Frequent irrigation of Bermuda grass is only one factor in the total water usage of the Los Angeles Memorial Coliseum, home to University of Southern California football, with drinking water and other plumbing contributing to the drain on resources.
“We all want to be water wise and be cognizant of the resources we are using,” Coliseum general manager Joe Furin told Hector Diaz, writing for The New Republic.
Even as 2023 has already featured extreme rain episodes, the past three years have represented the Southwest's driest in a century, according to Diaz, who adds that California and Arizona are ramping up plans to combat drought and climate change in general. In August 2022, California Governor Gavin Newsom presented an $8 billion plan to boost the state’s water supply by creating new storage for four million acre-feet of stormwater. Meanwhile, Arizona governor Katie Hobbs announced an initiative that would modernize the state’s groundwater supply and close loopholes that have allowed water to be poached.
But how can sports stadium's such as the L.A. Coliseum do their part? Furin said he can work around the USC's football schedule, which kicks off Aug. 26 with three consecutive home games. When the Trojans travel to an away game, the groundskeeping crew lessens its water use.
“It’s driven by the weather and usage. If we don’t have an event for three weeks, that might be a different maintenance program,” Furin said. “Hotter weather would dictate more water. We shuffle according to weather and grass. In a unique way, the consistency of a football season allows us to plan a couple of months out.”
As another water-saving measure, Furin and his staff years ago replaced the Bermuda grass behind the goalposts with synthetic turf. “We were spending an awful lot of resources to keep these parts of the field maintained. If you’re up above you can’t see where the artificial meets the grass.”
When it comes to the playing surface within field boundaries, natural grass is still the preference of professional athletes, in particular. As reported by Diaz, San Francisco’s Levi’s Stadium, Arizona’s State Farm Stadium and Denver’s Empower Field at Mile High all feature grass. Los Angeles’s SoFi Stadium, shared by two NFL teams, is an outlier in its use of synthetic turf. Allegiant Stadium in Las Vegas offers a retractable Bermuda grass field for the NFL's Raiders and a synthetic turf field for college games hosted by UNLV.

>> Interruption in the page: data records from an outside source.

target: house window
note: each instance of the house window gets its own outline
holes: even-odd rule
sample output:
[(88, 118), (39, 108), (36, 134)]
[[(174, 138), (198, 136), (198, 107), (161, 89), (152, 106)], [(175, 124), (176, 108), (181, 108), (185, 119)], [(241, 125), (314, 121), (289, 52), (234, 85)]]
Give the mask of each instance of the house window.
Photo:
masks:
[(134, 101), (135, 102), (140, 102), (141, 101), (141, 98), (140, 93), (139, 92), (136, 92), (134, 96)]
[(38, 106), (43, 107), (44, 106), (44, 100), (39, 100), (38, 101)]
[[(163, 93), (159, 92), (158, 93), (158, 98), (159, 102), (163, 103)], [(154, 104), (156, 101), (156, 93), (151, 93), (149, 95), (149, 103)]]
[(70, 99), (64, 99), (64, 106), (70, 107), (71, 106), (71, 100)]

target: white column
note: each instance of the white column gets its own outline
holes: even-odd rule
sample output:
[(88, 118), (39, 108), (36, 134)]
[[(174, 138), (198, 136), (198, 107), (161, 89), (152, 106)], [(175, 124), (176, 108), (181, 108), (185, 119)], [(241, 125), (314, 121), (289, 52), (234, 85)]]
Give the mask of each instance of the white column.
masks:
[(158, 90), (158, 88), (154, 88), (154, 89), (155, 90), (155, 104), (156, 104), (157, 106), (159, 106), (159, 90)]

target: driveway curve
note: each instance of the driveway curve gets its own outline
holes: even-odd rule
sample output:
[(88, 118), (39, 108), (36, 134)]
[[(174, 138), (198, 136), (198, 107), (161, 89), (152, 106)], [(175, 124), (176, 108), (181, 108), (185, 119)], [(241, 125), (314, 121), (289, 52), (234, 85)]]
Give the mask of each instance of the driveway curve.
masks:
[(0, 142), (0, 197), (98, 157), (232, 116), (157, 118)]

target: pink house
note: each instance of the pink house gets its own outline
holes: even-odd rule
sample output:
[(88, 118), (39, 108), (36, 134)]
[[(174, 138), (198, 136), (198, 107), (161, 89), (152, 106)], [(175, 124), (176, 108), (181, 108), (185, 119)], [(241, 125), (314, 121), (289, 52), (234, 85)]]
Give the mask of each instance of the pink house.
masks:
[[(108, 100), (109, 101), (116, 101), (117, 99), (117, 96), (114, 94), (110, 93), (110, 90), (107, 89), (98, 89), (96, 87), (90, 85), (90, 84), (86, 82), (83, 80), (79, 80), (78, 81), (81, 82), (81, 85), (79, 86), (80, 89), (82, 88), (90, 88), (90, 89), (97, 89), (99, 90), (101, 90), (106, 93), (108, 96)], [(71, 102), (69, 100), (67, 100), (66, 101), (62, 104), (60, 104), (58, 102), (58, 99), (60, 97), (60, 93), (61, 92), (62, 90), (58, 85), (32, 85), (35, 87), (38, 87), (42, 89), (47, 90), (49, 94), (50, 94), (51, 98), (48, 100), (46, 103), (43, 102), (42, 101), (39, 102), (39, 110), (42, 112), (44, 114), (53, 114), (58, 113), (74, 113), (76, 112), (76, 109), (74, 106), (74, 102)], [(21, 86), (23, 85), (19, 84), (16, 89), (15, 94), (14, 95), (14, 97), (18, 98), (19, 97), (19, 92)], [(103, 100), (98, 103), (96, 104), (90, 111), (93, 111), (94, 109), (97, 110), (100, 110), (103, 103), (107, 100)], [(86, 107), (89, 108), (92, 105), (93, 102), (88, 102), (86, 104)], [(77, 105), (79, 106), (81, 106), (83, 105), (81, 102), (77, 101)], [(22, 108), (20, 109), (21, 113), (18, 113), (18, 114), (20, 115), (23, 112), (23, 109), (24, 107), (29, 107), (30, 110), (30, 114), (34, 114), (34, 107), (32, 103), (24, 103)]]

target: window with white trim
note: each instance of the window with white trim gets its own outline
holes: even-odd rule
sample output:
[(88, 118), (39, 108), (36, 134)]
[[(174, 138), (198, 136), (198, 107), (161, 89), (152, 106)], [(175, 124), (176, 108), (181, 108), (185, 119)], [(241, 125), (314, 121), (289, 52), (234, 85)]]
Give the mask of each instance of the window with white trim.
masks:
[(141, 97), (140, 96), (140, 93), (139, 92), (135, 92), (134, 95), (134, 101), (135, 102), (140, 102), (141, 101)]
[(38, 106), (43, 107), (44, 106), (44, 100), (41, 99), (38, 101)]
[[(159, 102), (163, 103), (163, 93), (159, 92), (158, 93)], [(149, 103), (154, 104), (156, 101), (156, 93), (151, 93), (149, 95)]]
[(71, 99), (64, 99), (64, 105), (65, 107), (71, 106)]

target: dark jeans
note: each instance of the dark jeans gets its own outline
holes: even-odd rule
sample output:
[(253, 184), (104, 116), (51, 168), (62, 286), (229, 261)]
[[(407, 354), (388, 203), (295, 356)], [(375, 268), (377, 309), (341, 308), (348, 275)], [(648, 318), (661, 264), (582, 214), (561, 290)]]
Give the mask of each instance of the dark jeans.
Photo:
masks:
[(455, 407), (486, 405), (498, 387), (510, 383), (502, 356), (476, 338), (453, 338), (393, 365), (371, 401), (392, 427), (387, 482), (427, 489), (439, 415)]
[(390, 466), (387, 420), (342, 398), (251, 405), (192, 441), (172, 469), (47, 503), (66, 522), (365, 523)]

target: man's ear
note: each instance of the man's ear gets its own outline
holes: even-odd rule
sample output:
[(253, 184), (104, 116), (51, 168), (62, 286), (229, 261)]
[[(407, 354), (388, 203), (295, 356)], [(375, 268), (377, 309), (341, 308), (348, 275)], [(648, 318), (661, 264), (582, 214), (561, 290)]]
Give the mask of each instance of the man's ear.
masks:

But even grass fields can fail, as evidenced by the disastrous performance Sunday of the natural surface at Super Bowl LVII in State Farm Stadium in Glendale.
Related: NFL Facing Criticism for Super Bowl Field Quality
According to Diaz, stadium's can only do so much.
"While any effort to conserve water should be lauded, a sports stadium opting to uproot its sod in favor of an artificial counterpart is symbolic and second to a greater collective action that would save water for millions in the American Southwest," he wrote. "Eighty percent of the Colorado River’s water supply, for example, goes to agriculture, and much of that to alfalfa for feeding cattle, including cattle in other countries. Agriculture reform, not sports reform, is the first place to start when looking to solve the growing Southwestern water crisis.
"But football facilities can still have a role to play when it comes to the intractable political problem of Southwestern water negotiations: If America’s most popular sport can adjust its techniques to adapt to a new normal, then so can the people attending the games. And that larger action, and the awareness it builds, might lead to a more water-wise future west of the Rocky Mountains."